‘Scuse me, while I kiss the Skyrim.
Cherries, kittens, old American muscle cars, your mum, sneezing, those egg chairs that were big in the 60s until everyone started getting slipped discs, Oblivion: there are certain things in life which are so beautiful that even their faults become things you love them for. Cherry stones might crack your teeth, but if you know they’re there, you can spit them out with a satisfying 'ptooie'; kittens are adorable, but will occasionally track their own shit over your laptop keys. In Oblivion I would occasionally get stuck in a rock, be accosted by flying horses or be attacked by a box of yellow light which, despite all evidence to the contrary, purported itself to be a Daederoth.
With the fourth in the
Elder Scrolls series from Bethesda now reaching its five year anniversary,
Oblivion - like your mum - still got game. But it's starting to look... let’s say... past its best.
Elder Scrolls V: Skyrim, on the other hand, looks so pretty in the promotional shots that you could eat chocolate sauce out of its pants without gagging. Dragons perch precariously on gabled, ornate, many-spired monasteries, flesh dangles obscenely from Dreugh arms and frosted snow glitters on rocky mountains.
On waking in the game world “Skyrim”, home of the Nords, as in
Oblivion you are a prisoner, this time being transported by cart along a mountain path with a bunch of grumpy lumberjack-looking types who give you the exposition as you travel. Seasoned Scroller that I am, this nearly drove me mad. I don’t care about the political situation, I want to stove some heads in by dual-wielding maces! In case you do want to know,
Skyrim is set 200 years after the events of
Elder Scrolls IV and the empire is crumbling. Particularly in Skyrim, which is being torn apart by assassinations, civil war, rebellion, clan in-fighting and general Nordic whinging. Vikings like to fight. Here endeth the history lesson.

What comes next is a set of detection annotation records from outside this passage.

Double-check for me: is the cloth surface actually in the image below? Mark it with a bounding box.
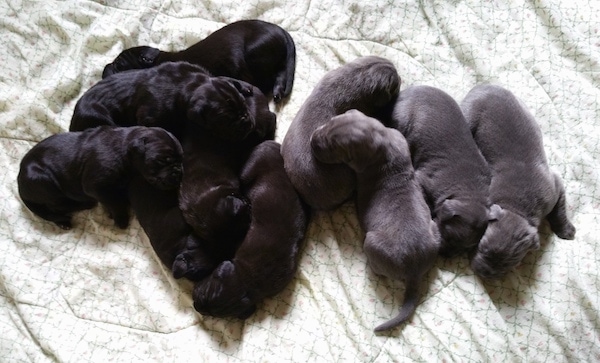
[0,0,600,362]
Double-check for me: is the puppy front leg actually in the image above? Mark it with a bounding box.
[546,174,575,239]
[96,190,129,229]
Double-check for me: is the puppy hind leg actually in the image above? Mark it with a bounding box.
[97,191,129,229]
[546,174,576,240]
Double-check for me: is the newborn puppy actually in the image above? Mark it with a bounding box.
[17,126,182,229]
[461,85,575,279]
[390,86,491,256]
[69,62,252,139]
[310,110,440,331]
[193,141,308,319]
[179,81,276,260]
[102,20,296,102]
[281,57,400,210]
[128,176,220,281]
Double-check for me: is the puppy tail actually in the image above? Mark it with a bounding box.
[273,30,296,103]
[375,279,419,332]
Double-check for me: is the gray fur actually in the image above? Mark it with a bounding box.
[311,110,440,331]
[461,85,575,278]
[390,86,491,256]
[281,57,400,209]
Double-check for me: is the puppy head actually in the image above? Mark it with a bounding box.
[171,235,217,281]
[130,127,183,190]
[320,56,401,116]
[435,198,490,257]
[471,205,540,279]
[187,77,255,141]
[242,82,277,146]
[102,46,160,78]
[193,191,251,247]
[310,109,409,172]
[193,261,256,319]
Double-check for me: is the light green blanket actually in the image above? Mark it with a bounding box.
[0,0,600,363]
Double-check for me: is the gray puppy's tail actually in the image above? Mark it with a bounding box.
[273,30,296,103]
[375,279,419,332]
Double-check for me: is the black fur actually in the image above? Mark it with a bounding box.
[179,77,276,260]
[193,141,308,319]
[17,127,182,229]
[102,20,296,102]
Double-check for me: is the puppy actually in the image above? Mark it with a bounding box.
[17,126,182,229]
[102,20,296,102]
[193,141,308,319]
[461,85,575,279]
[281,57,400,210]
[179,81,276,260]
[128,175,218,281]
[390,86,491,257]
[310,110,440,331]
[69,62,252,139]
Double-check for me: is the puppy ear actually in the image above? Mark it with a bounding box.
[171,253,188,279]
[228,78,254,97]
[488,204,503,221]
[436,199,465,222]
[186,98,206,125]
[214,261,235,278]
[131,136,148,154]
[138,47,160,66]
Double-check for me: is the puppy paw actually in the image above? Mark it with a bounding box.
[552,222,576,240]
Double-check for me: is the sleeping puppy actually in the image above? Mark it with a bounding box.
[193,141,308,319]
[179,81,276,260]
[390,86,491,256]
[281,57,400,210]
[69,62,252,139]
[128,176,218,281]
[17,126,182,229]
[102,20,296,102]
[461,85,575,279]
[310,110,440,331]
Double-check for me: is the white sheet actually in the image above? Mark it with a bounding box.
[0,0,600,362]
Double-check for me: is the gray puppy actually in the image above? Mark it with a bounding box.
[17,126,183,229]
[461,85,575,279]
[193,141,308,319]
[390,86,491,256]
[311,110,440,331]
[281,57,400,210]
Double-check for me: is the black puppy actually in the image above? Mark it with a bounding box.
[179,81,276,260]
[128,176,220,281]
[69,62,251,139]
[17,126,182,229]
[102,20,296,102]
[193,141,308,319]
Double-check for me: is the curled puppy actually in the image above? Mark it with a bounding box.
[69,62,227,138]
[128,176,218,281]
[179,78,276,260]
[281,57,400,210]
[311,110,440,331]
[193,141,308,319]
[390,86,491,256]
[461,85,575,279]
[102,20,296,102]
[17,126,182,229]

After this extended scripted sequence and before the tutorial begins properly, you design your custom character’s appearance. Traditional races have changed a lot in appearance, all of them looking rougher, tougher and meaner than their cartoonish predecessors. War paint, scars and blinded eyes set the tone for the game - when one of your character design options is 'what colour dirt do you want to be covered in?'... well, it’s not going to be Narnia is it?
Emo and Scene kids take note: in order to avoid a drubbing in the tavern, a pre-set selection of natural hair colours mean no more pink, aquamarine or apple-green hair. I imagine the burly, ne’er-do-well Bretons (who all seem to be built like Vin Diesel) have little truck with “artistic” souls unless that art takes the form of mashing Druegh faces into a bloody mess.